La liste des zones de revitalisation rurale a été fixée par le décret n° 96-119 du 14 février 1996 et figure en annexe de l’instruction administrative du 14 octobre 1999 publiée au bulletin officiel des impôts sous la référence 5 B-18-99 (voir également Documentation de base 5 B 3366, Annexe I).

9.              Redéfinition des ZRR. L’article 2 de la loi n° 2005-157 du 23 février 2005 relative au développement des territoires ruraux a posé le principe de la refonte de la liste des zones de revitalisation rurale.

Les zones de revitalisation rurale comprennent les communes membres d'un établissement public de coopération intercommunale (EPCI) à fiscalité propre, incluses dans un arrondissement ou un canton caractérisé par une très faible densité de population ou par une faible densité de population et satisfaisant à l'un des trois critères socio-économiques suivants : un déclin de la population ; un déclin de la population active ; une forte proportion d'emplois agricoles.

En outre, les EPCI à fiscalité propre dont au moins la moitié de la population est incluse en zone de revitalisation rurale en application des critères définis à l’alinéa précédent sont, pour l'ensemble de leur périmètre, inclus dans ces zones.

Les zones de revitalisation rurale comprennent enfin les communes appartenant au 1er janvier 2005 à un EPCI à fiscalité propre dont le territoire présente une faible densité de population et satisfait à l'un des trois critères socio-économiques définis ci-dessus. Si ces communes intègrent un établissement public de coopération intercommunale à fiscalité propre non inclus dans les zones de revitalisation rurale, elles conservent le bénéfice de ce classement jusqu'au 31 décembre 2009. La modification du périmètre de l'établissement public de coopération intercommunale en cours d'année n'emporte d'effet, le cas échéant, qu'à compter du 1er janvier de l'année suivante.

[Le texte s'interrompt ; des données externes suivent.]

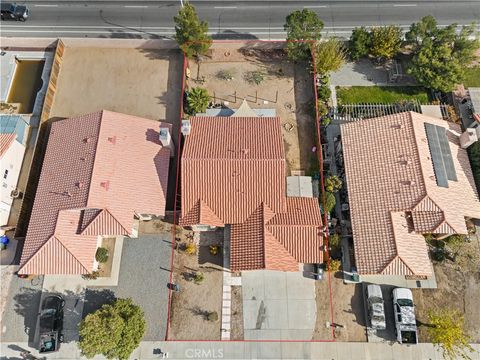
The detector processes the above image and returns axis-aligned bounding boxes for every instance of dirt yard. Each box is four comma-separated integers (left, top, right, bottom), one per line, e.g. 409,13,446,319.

189,46,316,174
49,47,183,124
413,237,480,343
168,232,223,340
313,273,367,341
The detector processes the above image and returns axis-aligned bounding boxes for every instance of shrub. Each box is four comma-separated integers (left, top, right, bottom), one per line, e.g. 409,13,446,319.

317,85,332,102
325,175,343,193
194,272,204,284
244,70,266,85
326,258,341,272
209,245,219,256
95,247,109,263
349,27,371,60
317,102,329,118
184,243,197,255
328,233,341,249
323,191,336,214
82,270,101,280
207,311,218,322
217,69,235,81
321,116,332,127
186,87,210,115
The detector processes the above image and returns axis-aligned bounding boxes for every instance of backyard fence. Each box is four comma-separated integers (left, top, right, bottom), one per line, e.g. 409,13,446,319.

40,39,65,123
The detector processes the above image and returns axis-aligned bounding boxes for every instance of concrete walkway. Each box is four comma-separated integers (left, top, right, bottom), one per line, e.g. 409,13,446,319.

2,341,479,360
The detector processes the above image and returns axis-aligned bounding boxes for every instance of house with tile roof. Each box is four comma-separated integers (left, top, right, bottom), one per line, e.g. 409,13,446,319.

1,115,29,233
341,112,480,280
18,110,171,275
180,105,323,272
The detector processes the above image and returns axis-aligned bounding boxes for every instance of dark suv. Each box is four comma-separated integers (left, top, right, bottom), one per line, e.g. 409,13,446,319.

38,295,65,353
1,3,29,21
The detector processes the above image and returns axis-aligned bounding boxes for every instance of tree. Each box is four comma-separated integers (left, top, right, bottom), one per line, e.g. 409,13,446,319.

405,17,479,92
325,175,342,193
328,233,341,250
369,25,402,60
186,87,210,115
349,27,371,60
427,308,473,360
79,298,146,360
313,38,346,75
284,9,324,61
174,2,212,59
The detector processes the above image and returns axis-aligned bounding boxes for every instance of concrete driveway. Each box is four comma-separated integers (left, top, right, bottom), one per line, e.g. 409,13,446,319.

242,270,316,340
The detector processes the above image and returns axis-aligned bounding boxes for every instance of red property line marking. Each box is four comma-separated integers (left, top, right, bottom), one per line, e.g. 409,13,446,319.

165,52,188,341
166,39,335,342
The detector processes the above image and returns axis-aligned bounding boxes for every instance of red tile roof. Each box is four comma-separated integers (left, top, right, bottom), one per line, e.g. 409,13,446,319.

181,116,323,272
0,133,16,157
341,112,480,276
19,110,171,275
181,116,286,226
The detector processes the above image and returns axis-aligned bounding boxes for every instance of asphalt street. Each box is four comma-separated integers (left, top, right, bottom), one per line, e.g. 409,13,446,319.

1,1,479,39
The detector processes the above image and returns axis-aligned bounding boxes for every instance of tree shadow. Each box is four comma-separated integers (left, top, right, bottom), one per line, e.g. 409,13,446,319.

97,10,171,40
12,286,43,346
81,288,116,318
212,30,258,40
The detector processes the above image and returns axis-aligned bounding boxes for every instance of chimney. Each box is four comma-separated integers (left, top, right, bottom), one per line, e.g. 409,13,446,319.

159,127,174,157
181,119,191,136
460,128,479,149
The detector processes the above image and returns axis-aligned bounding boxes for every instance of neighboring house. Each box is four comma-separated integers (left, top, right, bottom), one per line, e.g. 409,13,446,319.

18,110,172,275
180,103,323,272
341,112,480,279
467,88,480,129
0,115,29,232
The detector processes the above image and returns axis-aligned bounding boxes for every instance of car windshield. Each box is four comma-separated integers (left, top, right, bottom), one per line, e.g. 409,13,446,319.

372,315,385,322
369,296,383,304
397,298,413,307
41,308,56,316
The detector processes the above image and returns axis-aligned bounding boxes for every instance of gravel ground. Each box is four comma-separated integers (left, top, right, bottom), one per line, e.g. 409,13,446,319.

231,285,244,340
0,274,44,344
83,234,172,341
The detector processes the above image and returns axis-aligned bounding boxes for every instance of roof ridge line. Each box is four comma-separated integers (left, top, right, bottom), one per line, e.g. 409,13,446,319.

84,111,104,208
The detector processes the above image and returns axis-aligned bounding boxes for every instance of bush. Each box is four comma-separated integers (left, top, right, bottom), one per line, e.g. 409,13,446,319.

326,258,341,272
194,272,204,284
317,85,332,102
184,243,197,255
325,175,343,193
216,69,235,81
323,191,336,214
82,270,101,281
186,87,210,115
244,70,266,85
317,102,329,118
95,247,109,263
207,311,218,322
349,27,371,60
209,245,219,256
328,233,341,249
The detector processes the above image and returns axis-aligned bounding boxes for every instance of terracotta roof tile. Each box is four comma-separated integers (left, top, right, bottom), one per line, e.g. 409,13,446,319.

341,112,480,276
0,133,16,157
19,110,171,275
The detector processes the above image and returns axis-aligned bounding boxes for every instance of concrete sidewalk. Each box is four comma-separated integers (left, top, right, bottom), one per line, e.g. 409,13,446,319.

2,341,479,360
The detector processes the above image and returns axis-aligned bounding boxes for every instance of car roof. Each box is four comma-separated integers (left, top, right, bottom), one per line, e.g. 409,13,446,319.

42,295,64,310
393,287,413,301
367,284,383,298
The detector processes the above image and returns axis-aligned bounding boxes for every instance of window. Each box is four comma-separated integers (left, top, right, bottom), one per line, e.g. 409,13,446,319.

3,169,8,179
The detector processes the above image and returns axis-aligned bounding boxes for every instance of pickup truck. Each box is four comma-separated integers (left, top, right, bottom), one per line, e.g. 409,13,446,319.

38,295,65,353
392,288,418,344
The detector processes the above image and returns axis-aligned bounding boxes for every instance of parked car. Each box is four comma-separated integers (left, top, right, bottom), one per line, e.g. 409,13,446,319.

366,284,386,330
392,288,418,344
1,2,29,21
38,295,65,353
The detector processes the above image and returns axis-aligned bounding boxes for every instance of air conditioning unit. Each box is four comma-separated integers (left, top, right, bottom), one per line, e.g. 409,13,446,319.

158,127,171,147
136,213,153,221
181,119,191,136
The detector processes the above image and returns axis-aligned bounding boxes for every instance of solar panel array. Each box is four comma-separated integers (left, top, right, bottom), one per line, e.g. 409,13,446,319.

424,123,457,188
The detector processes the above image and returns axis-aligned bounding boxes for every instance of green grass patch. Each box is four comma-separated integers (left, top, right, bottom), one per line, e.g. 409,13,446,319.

336,86,429,105
464,66,480,88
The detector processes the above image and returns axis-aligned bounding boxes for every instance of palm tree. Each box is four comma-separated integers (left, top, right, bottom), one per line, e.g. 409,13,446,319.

186,87,210,115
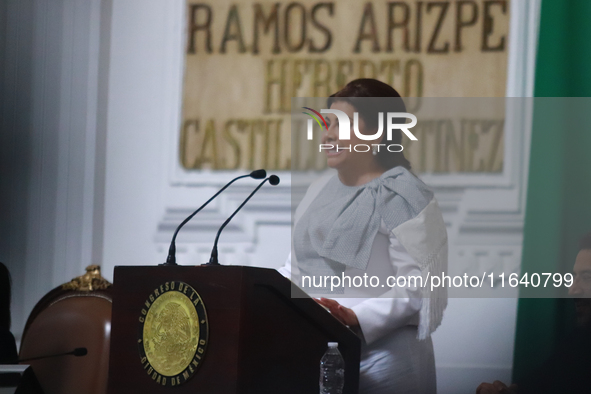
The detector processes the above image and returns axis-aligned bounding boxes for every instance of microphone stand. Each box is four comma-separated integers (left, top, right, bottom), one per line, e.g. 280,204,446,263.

205,175,280,266
19,347,88,363
162,170,266,266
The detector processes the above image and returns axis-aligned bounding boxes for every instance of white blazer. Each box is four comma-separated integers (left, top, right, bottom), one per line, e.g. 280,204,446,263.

278,171,423,346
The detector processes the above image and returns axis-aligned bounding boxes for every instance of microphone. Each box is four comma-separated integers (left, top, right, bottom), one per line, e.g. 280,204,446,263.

19,347,88,363
163,170,267,266
205,175,280,266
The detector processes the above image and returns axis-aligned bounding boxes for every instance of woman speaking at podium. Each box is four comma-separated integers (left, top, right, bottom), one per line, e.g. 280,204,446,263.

279,79,448,393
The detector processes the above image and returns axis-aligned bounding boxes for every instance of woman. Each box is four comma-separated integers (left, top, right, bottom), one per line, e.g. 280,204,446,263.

280,79,448,393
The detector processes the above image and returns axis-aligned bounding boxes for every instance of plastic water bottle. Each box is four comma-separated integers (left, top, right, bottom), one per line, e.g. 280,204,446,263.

319,342,345,394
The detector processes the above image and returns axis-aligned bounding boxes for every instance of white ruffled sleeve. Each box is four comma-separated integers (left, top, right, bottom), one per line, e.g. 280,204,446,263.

350,222,423,345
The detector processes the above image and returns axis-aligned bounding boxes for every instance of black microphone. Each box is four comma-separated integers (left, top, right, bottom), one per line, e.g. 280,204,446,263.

19,347,87,363
163,170,267,266
205,175,280,266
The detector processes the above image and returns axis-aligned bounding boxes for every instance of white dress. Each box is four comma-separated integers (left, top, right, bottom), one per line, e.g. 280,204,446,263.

278,171,438,393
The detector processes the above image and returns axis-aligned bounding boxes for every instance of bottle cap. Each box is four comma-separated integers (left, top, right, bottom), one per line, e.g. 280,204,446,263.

328,342,338,348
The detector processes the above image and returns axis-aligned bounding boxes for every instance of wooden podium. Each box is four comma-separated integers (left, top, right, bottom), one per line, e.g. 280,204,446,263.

107,265,361,393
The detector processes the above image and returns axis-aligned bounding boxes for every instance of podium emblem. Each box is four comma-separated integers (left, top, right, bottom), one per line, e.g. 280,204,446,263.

138,281,208,387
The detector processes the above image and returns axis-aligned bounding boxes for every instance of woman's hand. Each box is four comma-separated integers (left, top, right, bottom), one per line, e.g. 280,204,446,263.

315,298,360,328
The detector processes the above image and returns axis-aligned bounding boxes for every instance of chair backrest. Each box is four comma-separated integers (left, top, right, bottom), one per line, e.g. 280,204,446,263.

19,266,112,394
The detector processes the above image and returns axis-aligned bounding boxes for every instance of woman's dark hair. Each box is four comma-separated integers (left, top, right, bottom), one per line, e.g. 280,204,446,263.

327,78,411,170
0,262,11,330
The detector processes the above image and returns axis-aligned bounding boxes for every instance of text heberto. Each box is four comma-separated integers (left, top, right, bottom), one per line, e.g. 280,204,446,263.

303,108,418,153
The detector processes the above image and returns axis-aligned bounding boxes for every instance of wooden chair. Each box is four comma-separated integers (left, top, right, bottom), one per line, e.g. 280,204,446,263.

18,266,112,394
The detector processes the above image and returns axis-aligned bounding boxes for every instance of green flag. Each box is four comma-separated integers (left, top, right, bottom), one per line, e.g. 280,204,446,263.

512,0,591,383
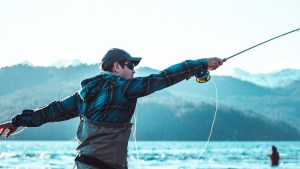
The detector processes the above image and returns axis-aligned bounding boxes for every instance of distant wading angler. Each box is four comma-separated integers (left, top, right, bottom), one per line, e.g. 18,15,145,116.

268,145,280,166
0,48,223,169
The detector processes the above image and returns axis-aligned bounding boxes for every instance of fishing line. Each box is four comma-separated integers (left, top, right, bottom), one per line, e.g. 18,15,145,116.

192,78,218,169
192,27,299,168
10,127,27,136
132,105,142,169
130,77,219,169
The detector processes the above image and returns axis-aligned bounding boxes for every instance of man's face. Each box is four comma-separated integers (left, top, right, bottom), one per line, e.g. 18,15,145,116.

118,61,135,79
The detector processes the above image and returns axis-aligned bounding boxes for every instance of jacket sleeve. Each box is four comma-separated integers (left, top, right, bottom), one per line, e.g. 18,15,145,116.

11,93,80,127
122,59,208,99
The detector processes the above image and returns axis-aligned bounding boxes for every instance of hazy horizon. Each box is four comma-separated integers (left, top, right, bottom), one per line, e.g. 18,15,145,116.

2,59,300,75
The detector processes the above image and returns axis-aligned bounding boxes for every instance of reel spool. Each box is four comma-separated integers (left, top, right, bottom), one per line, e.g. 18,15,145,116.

195,70,211,83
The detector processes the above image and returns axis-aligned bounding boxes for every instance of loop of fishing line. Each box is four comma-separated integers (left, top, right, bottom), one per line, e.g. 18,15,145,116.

193,77,218,169
130,77,219,169
132,105,142,169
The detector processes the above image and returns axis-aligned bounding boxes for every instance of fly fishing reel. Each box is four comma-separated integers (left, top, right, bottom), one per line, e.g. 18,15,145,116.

195,70,211,83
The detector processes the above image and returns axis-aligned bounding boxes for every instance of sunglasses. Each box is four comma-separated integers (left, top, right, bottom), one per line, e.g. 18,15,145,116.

121,62,135,71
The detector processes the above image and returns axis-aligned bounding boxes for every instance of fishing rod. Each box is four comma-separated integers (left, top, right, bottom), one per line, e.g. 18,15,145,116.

192,27,300,169
195,27,300,83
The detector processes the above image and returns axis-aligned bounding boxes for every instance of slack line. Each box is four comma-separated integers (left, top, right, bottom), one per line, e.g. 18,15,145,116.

192,27,300,168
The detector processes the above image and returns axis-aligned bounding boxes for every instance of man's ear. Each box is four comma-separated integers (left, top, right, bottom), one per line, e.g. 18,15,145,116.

112,62,120,73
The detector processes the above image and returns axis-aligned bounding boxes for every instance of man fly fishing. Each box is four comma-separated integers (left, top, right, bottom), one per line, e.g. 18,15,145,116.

0,48,223,168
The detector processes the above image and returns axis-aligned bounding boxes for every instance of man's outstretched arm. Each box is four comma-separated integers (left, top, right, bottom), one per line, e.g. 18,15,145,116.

122,57,223,98
0,93,81,138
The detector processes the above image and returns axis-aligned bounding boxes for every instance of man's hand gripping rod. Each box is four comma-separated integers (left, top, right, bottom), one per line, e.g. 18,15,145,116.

196,27,300,83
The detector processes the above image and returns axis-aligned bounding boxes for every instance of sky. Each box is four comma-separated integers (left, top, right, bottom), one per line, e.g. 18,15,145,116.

0,0,299,75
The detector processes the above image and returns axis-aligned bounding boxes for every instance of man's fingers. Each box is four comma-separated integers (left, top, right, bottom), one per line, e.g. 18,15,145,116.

206,57,225,71
218,60,223,66
208,66,217,71
0,128,6,136
213,58,224,69
216,58,223,66
6,130,14,138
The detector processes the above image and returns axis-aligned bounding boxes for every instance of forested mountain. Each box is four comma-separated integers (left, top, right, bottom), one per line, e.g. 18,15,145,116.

231,68,300,88
0,64,299,140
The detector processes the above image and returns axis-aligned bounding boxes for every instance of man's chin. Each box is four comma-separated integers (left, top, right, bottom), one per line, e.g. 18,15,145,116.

125,76,133,79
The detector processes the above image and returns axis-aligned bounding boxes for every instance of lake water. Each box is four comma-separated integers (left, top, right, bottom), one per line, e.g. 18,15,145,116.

0,141,299,169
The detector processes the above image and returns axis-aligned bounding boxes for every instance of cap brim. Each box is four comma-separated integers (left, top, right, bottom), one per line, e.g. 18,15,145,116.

128,57,142,66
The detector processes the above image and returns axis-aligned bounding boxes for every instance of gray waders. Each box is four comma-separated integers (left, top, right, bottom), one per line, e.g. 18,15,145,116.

75,117,132,169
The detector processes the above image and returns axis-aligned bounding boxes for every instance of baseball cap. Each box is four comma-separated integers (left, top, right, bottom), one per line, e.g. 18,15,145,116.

101,48,142,70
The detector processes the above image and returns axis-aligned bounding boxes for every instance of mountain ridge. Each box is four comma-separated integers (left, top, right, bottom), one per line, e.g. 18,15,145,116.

231,67,300,88
0,64,299,140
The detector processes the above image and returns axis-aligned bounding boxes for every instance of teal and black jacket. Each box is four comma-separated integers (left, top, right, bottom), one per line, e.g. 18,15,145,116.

12,59,208,127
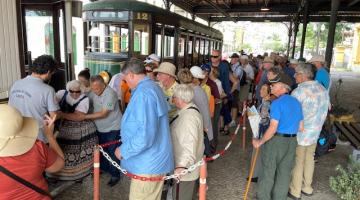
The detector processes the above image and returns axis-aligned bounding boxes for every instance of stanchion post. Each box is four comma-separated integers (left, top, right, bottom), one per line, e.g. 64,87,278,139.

242,101,247,150
199,159,207,200
94,146,100,200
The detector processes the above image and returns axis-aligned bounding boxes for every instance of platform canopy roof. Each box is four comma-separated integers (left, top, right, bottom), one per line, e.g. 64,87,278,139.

169,0,360,23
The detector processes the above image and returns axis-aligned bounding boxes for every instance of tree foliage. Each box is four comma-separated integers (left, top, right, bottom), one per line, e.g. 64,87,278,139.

295,22,352,54
263,33,287,53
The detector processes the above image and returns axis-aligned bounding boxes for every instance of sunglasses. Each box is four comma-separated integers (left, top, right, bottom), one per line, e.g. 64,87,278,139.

211,55,219,58
69,90,81,94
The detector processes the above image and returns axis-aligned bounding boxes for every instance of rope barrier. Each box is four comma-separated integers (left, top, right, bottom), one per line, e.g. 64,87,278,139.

93,107,245,200
98,140,121,148
95,121,242,182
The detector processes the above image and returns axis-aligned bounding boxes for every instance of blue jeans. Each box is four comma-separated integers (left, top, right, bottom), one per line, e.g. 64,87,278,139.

98,130,121,179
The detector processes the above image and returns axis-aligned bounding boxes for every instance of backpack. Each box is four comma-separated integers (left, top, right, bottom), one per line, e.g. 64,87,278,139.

315,127,337,157
239,69,247,86
231,64,247,86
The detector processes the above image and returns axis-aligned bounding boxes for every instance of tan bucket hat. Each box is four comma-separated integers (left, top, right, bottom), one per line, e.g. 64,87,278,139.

153,62,176,78
263,56,274,64
0,105,38,157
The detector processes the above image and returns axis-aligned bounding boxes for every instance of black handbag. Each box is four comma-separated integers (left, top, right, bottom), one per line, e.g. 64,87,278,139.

0,165,52,198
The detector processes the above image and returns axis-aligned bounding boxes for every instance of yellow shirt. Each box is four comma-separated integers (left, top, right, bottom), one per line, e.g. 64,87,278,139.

201,84,211,101
160,81,178,119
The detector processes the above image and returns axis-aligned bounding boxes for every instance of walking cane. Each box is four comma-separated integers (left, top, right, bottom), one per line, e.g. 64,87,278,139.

243,147,259,200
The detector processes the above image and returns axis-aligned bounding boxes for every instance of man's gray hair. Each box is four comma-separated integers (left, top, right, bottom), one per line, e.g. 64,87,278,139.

268,65,282,75
90,75,105,85
66,80,84,93
121,58,145,74
279,82,292,92
296,63,314,80
173,84,194,104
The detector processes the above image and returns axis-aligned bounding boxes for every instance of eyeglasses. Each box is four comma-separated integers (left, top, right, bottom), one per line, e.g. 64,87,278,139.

211,55,219,58
69,90,81,94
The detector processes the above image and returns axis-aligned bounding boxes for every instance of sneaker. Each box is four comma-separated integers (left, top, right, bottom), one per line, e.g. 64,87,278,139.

107,177,120,187
287,192,301,200
301,191,313,197
229,120,236,127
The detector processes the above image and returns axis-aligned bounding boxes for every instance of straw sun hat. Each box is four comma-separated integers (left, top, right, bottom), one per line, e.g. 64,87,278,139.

0,105,38,157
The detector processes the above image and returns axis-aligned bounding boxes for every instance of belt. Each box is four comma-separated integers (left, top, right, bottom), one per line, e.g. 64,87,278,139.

276,133,297,138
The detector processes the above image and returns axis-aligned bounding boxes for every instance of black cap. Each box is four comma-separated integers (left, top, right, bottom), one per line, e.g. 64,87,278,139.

230,53,240,58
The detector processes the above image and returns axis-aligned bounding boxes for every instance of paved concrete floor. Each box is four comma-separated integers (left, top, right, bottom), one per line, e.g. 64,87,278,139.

54,71,359,200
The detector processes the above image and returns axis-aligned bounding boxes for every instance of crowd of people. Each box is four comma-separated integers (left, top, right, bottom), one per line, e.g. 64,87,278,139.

0,49,331,200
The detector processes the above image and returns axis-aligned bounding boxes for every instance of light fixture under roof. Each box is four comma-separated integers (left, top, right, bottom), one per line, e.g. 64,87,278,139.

261,0,270,11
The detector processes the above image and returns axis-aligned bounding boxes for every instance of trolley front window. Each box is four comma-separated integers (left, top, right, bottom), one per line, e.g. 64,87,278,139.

133,23,149,55
87,22,129,53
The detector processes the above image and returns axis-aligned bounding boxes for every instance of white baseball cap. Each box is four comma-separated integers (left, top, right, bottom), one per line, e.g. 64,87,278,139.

Cette redéfinition sera applicable à compter de la date de publication du décret d’application qui établira la nouvelle liste des zones de revitalisation rurale conformément aux nouveaux critères énoncés.

10.           Date d’appréciation. Le bénéfice du classement en zone de revitalisation rurale s’apprécie à compter de :

- la date d’acquisition pour les logements acquis neufs, inachevés, ou en l’état futur d’achèvement ;

- la date d’achèvement du logement que le contribuable fait construire ou des travaux de transformation en logements des locaux affectés à un usage autre que l’habitation ;

- la date d’achèvement des travaux de réhabilitation pour les logements ne satisfaisant pas aux caractéristiques de décence et acquis en vue de leur réhabilitation.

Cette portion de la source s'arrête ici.